I attended the Black Magic Awards at the Criterion Theatre on Monday 10th June. This was the inaugural men’s edition of the awards ceremony – which will now take place annually –  so it was an honour to be invited.

The Black Magic Awards were founded in 2017 by producer, actor and comedian Kojo Anim and editor and entrepreneur Annika Allen. The Awards were created as a platform to celebrate role models and inspiring figures within the black community, and for the past two years, the ceremony has been dedicated to recognising women’s excellence, with the likes of  Emeli Sande, Angellica Bell, Munroe Bergdorf and Gina Yashere receiving awards.

Emile Sandé

This year, the ceremony was opened out to men, in an aim to promote black male excellence and work against damaging narratives in the media. Notably, the anti-knife crime activist Amani Simpson received honours, having dedicated his life to helping young people in London. Simpson has spoken in the media about the time he spent ‘soul searching’ about his position in the world, following being stabbed multiple times after intervening in a robbery in Enfield. His solution was to focus on protecting young people and working against knife crime. It was truly fantastic to see him being awarded the honour.

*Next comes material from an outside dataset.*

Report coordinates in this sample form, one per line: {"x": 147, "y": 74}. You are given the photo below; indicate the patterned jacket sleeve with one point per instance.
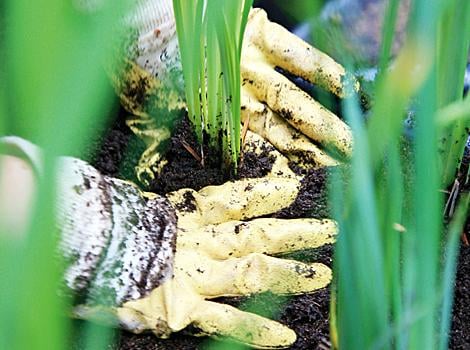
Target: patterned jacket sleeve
{"x": 117, "y": 244}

Rapper Akala received the Influence Honour for his impactful work on speaking the truth on cultural issues and using his platform to raise awareness about issues negatively affecting the black community.


Stormzy received the Inspiration Honour for his work with young people, notably with the Stormzy Cambridge Scholarship and #Merky Books.


So Solid Crew star Megaman won the Legend Honour for his work in pioneering the grime collective in the early 2000s.


Honours also went to DJ and presenter Trevor Nelson MBE, actor and director Noel Clarke, actor Aml Ameen, actor Richard Blackwood, singer Omar, TV Presenter Ortis, footballer Paul Ince and fashion label Trapstar London.

The whole event was a hugely inspirational evening and it was wonderful to see so many hard-working members of the black community be recognised for their talent. Equality means everything to us at Black Heart Label, and so we love seeing awards such as this feature in the mainstream, promoting racial equality and black excellence. We have huge admiration for Kojo and Annika for setting up these awards and the work these awards do in reducing discrimination by promoting black talent.
I can’t wait to see who will be honoured at the women’s awards in October, and how the awards will develop and grow in the years to come.